I feel like I’m missing something – do you guys mean something else when you talk about chocolate and mustard? It is confusing when considering the original topic…

Zen's avatar

@squirbel She really means those things. We sometimes forget we are on fluther and just start up a conversation. Sorry.

squirbel's avatar

Oh! lol

I’m just saying – because in college this one black dutch guy had a crush on me [and yeah, he was born and raised in holland]. And mustard, well that coulda been an asian guy. Man I don’t know anymore, lol.

JellyB's avatar

@squirbel LOL! Yes, i mean the food! :D

Zaku's avatar

I tend to see unconditional love as an ideal and a possibility, a perspective to stand in, and not necessarily a static goal. I think it depends on perspective, but it can be a beautiful perspective and have great results when people stand there. I’ve seen it done, and I aspire to it but I’m not sure I’ve fully had it, or if it’s fully possible, but I know it’s possible to stand for the possibility and get a lot out of making that stand.

Dr_Lawrence's avatar

@Undislosed Jelly asked me:

I just don’t get it. How can the love be unconditional, yet there is a condition that you don’t cheat? You said it. That’s a deal breaker. A condition. Your love for your wife is conditional.
You must mean something else by unconditional. Unless you are saying that you still love her, but you can’t be married to her because she cheated?
But if that’s the case, does unconditional love last forever, no matter what the love object does? You love them, but you don’t want to be near them or have anything to do with them? But if that’s the case, then what does love mean?

@Dr_Lawrence answered:

If one of us chose to cheat what would that mean?
It would demonstrate an extreme lack of respect, deception and dishonesty,
and it shows a lack of commitment

If I wanted to be with another woman sexually and I told my wife
before I got emotionally or physically involved with another woman
she would be saddened and disappointed and we would move toward living
separately for good.
She would probably still love me but she couldn’t live with me
if I chose to be involved with another person.
If I did it behind her back and she found out she would be furious and humiliated
and our separation would be on much more terms.

We have committed to having an exclusive, monogamous relationship.
It is that with which we feel comfortable.
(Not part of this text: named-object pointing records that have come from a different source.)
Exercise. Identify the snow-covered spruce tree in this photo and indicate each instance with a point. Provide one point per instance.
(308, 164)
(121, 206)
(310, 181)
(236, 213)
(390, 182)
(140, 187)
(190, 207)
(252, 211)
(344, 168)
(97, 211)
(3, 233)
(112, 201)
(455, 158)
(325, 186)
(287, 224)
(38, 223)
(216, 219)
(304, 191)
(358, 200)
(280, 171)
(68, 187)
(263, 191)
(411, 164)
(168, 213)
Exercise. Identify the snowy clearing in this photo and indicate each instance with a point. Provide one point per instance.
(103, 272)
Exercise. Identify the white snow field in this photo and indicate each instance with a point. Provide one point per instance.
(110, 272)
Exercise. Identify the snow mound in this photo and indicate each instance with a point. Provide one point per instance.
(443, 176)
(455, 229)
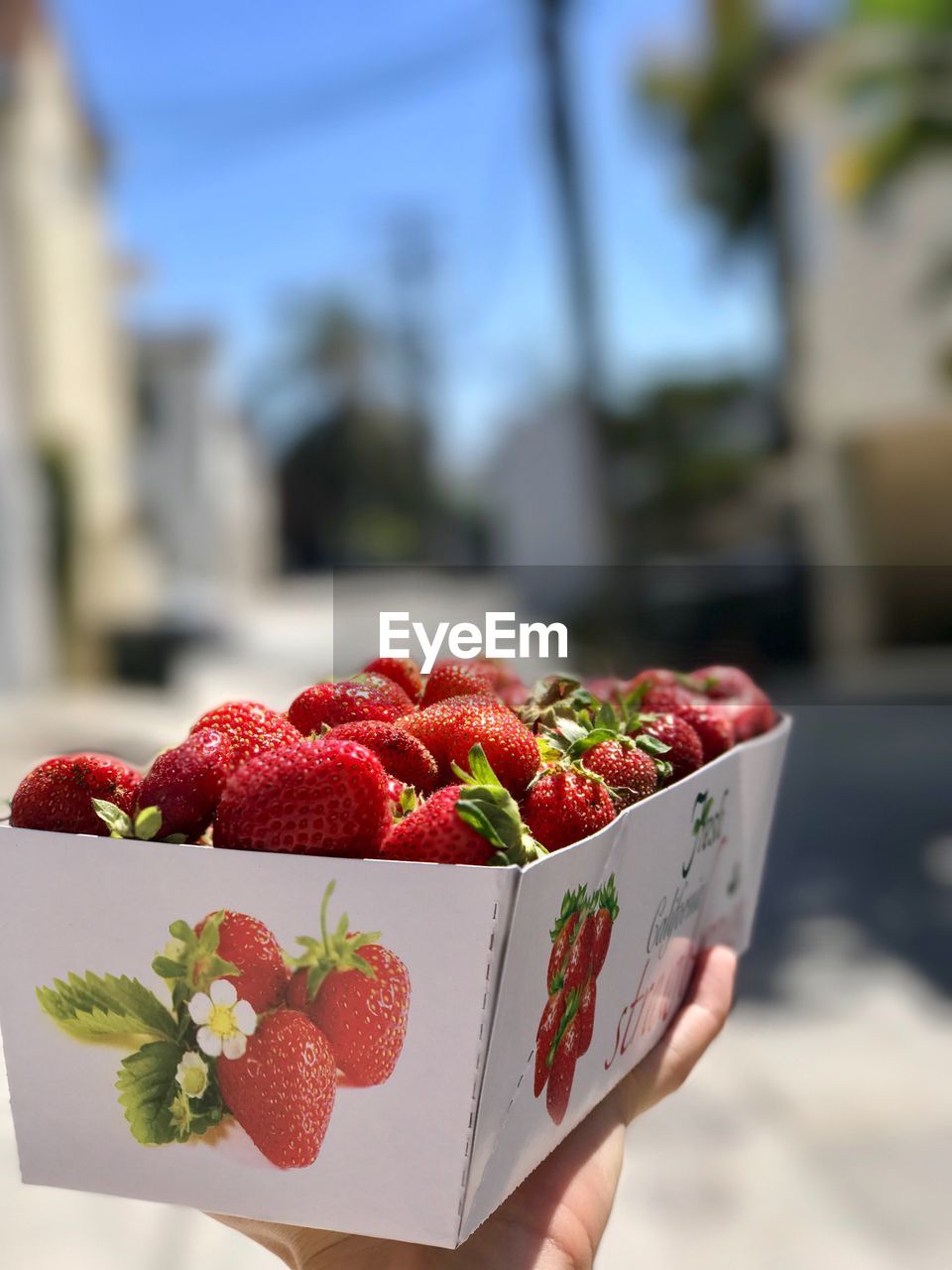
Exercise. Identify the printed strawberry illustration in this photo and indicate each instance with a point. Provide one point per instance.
(250, 726)
(282, 1088)
(474, 824)
(402, 671)
(58, 795)
(580, 939)
(312, 798)
(358, 993)
(451, 728)
(330, 703)
(261, 974)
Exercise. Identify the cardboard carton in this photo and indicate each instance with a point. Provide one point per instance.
(428, 1155)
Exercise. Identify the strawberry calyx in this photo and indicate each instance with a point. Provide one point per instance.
(571, 1007)
(334, 951)
(144, 826)
(486, 806)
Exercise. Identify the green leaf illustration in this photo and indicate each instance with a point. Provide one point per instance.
(99, 1007)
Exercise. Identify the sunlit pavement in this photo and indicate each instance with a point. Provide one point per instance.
(817, 1132)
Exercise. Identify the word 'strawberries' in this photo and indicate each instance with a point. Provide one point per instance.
(402, 754)
(451, 728)
(358, 993)
(262, 976)
(402, 671)
(185, 783)
(566, 806)
(315, 798)
(281, 1091)
(474, 824)
(58, 795)
(457, 680)
(330, 703)
(250, 726)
That’s our contract.

When she is feel upset or ill or worried and she treats me in a way which is
out of character and with anyone else I might be hurt or get furious, I do not get angry
and my love for her shows in my patience, my calmness, my willingness to allow her to vent
at me, even when her issue doesn’t really relate to me. When she feels better and apologizes,
I thank her and remind her that my love for her never wavered, no matter how long the rough patch.
That is unconditional love. I don’t seek comfort elsewhere online or in real life.

Every healthy long term relationship has certain limits or rules. Physical abuse, long-term emotional neglect and abuse are things we don’t allow in our relationship. Those never even come close to happening just as infidelity does not happen either. Even with conditional love, there have to be rules and limits of acceptable conduct. We respect those rules or limits as our way of demonstrating and fulfilling our unconditional love.

We live according to our agreement and that is why our love can last for the rest of our lives.